ЧИТАЯ ПО ЗВЕЗДАМ

Обед удался на славу, решил Лучано, близоруко разглядывая пыльные бутылки в винном погребе. Он осторожно положил на место «Бароло» и, встав на колени, достал две бутылки токайского для десерта. Из подземелья до него доносились вопли Нестора, не желающего засыпать так рано, перемежающиеся голосом Ффуп. Молодая мать скороговоркой рассказывала сыну сказку на ночь, желая побыстрее освободиться и вернуться наверх, к пирующей компании.

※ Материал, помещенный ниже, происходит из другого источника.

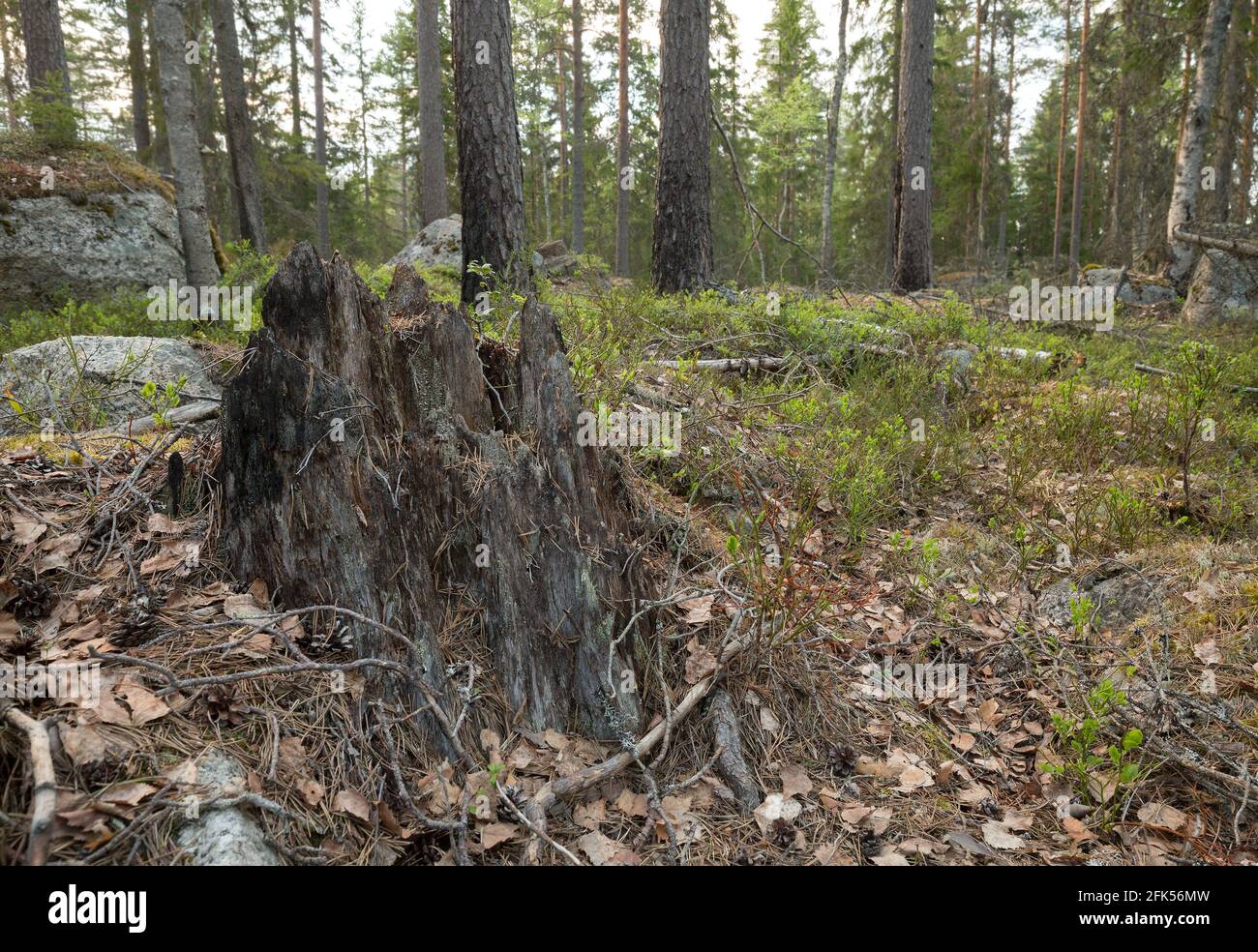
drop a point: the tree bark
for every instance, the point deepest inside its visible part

— И-тогда-прекрасный-дракон-открыл-рот-и-съел-безобразную-принцессу-и-некоторые-из-них-жили-долго-и-счастливо-до-конца-дней-своих-все-спокойной-ночи-чмок-чмок-гасим-свет-больше-ни-звука-пока…

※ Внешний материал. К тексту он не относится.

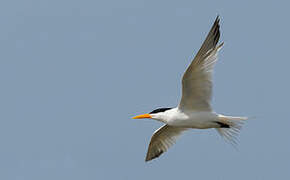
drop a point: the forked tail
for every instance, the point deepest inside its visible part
(230, 133)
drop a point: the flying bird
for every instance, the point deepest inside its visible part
(194, 110)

Лучано поймал себя на мысли, что затаил дыхание из симпатии к Ффуп, вспоминая, как сам совершал похожие спальные ритуалы, когда его дети были маленькими. Каждую ночь он гасил свет, но успевал дойти лишь до середины коридора, когда рев из детской гнал его обратно.

— Ваххххххх, — донесся ответ Нестора.

Лучано шумно выдохнул. «Бедная Ффуп», — подумал он.

— О, ради бога, закрой уже свои желтые глазищи и усни, наконец, — прошипела драконесса.

— Ваххххххх.

Лучано почти слышал, как Ффуп заворчала, и тут же раздался ее глубокий вздох.

— Если я прочитаю тебе еще одну сказку, ты обещаешь сразу заснуть?

Улыбаясь, Лучано встал и понес вино в кухню. Все домочадцы и гости уже перебрались в гостиную, оставив раздраженно ворчавшую Мари Бэн мыть тарелки. Решив проигнорировать тот факт, что повариха, похоже, вознамерилась скорее расколотить фарфор, чем перемыть его, Лучано водрузил на серебряный поднос горку миндального печенья cantuccini, снял упаковку с пирога panforte, нарезав его тонкими кусочками, и откупорил обе бутылки токайского.

Мари Бэн у него за спиной свирепо бросала в раковину пустые миски, останавливаясь только для того, чтобы влажно обчихать чистую посуду. В дверях появилась Ффуп с Нестором на боку.

— Не успокаивается? — Лучано поднял нагруженный поднос и улыбнулся драконессе.

— Уфффф. Дети. Сплошная напасть. — Противореча собственным словам, Ффуп запечатлела на голове Нестора смачный поцелуй и перебросила его на другой бок. — Он так перевозбудился, впадает в совершенную истерику всякий раз, как я пытаюсь удрать наверх. По какой-то причине отказывается выпускать меня из виду…

— Проходи в гостиную. — Лучано открыл дверь в коридор. — Кто знает, может, ему станет с нами так скучно, что он заснет.

Оглушительный грохот, донесшийся от мойки, свидетельствовал о том, что Мари Бэн оставила попытки отчистить керамическую емкость, в которой томился соус для пасты. Лучано поморщился. Он придержал дверь, пока Ффуп осторожно пробиралась среди толстых глиняных осколков, потом пропустил ее с Нестором в коридор и плотно прикрыл дверь за собой, чтобы не видеть посудомоечного неистовства поварихи.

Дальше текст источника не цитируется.